El viernes se despertó sin ayuda, con un solo pensamiento: ¿qué flor le tocaría ese día? Pero inmediatamente, desde el lugar más sombrío de su mente, nació el miedo: ¿y si no había flor ese viernes?, ¿y si nunca más hubiesen flores?
Fue entonces, cuando se descubrió a sí mismo anhelando algo con todo su ser, ese anhelo que se había fugado hacía tiempo de su vida, junto con su esposa.
En pocos días, esas flores habían cambiado toda su existencia. Su armadura de arena estaba empezando a mostrar fisuras. La casa- cueva, fría y oscura, antes único refugio, ahora le parecía insoportable.
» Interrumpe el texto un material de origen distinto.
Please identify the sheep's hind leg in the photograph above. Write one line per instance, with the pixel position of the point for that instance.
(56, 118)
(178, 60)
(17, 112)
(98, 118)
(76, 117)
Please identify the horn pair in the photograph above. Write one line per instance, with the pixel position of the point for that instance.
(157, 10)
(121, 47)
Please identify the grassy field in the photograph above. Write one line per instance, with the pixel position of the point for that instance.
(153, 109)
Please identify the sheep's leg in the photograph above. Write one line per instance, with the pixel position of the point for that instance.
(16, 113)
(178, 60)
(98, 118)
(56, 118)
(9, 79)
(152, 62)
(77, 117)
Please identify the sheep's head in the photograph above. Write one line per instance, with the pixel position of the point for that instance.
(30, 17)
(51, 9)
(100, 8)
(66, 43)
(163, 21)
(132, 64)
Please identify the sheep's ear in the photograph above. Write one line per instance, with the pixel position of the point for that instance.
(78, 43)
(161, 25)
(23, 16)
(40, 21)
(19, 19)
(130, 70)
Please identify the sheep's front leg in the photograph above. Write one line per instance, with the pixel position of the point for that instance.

Quería salir al sol.
El miedo penetró hasta lo más profundo de su corazón: si las flores desaparecían, estaría mucho más solo que antes. Estaría solo de ilusiones, solo de sueños, solo de expectativas…
Entonces se vistió despacio con movimientos milimétricos se afeitó, se duchó y decidió desayunar para prolongar un poco el momento de la partida.
Llegó a la oficina con el pecho aprisionado y el alma sedienta. Esta vez saludó a todos, demorando el instante en que su vista se fijaría en su propio escritorio y su destino quedaría definido para siempre.
Pero su Ángel no lo había abandonado: fresca, increíblemente viva, se erguía una bellísima rosa roja. Esta vez, en un delicado florero de cristal, adecuado a su alcurnia.
El corazón lo sacó del cuerpo. Sabía que este era el mensaje final. El ahora o nunca de todas las oportunidades. Sabía que una rosa roja tiene un solo significado, un único lenguaje de poesía no expresada. Una rosa roja no era lo mismo que un jazmín o una margarita.
Una rosa roja era lo que era, sin discusión.
Apeló a su coraje, casi involuntariamente rasgó los últimos vestigios del disfraz de oso y miró en la dirección precisa en la que todo su ser lo empujaba: allí, en el otro extremo de la habitación, se encontró con la profundidad de unos ojos oscuros que respondieron a los suyos con una sonrisa.
Su hibernación había terminado: estaba llegando la primavera.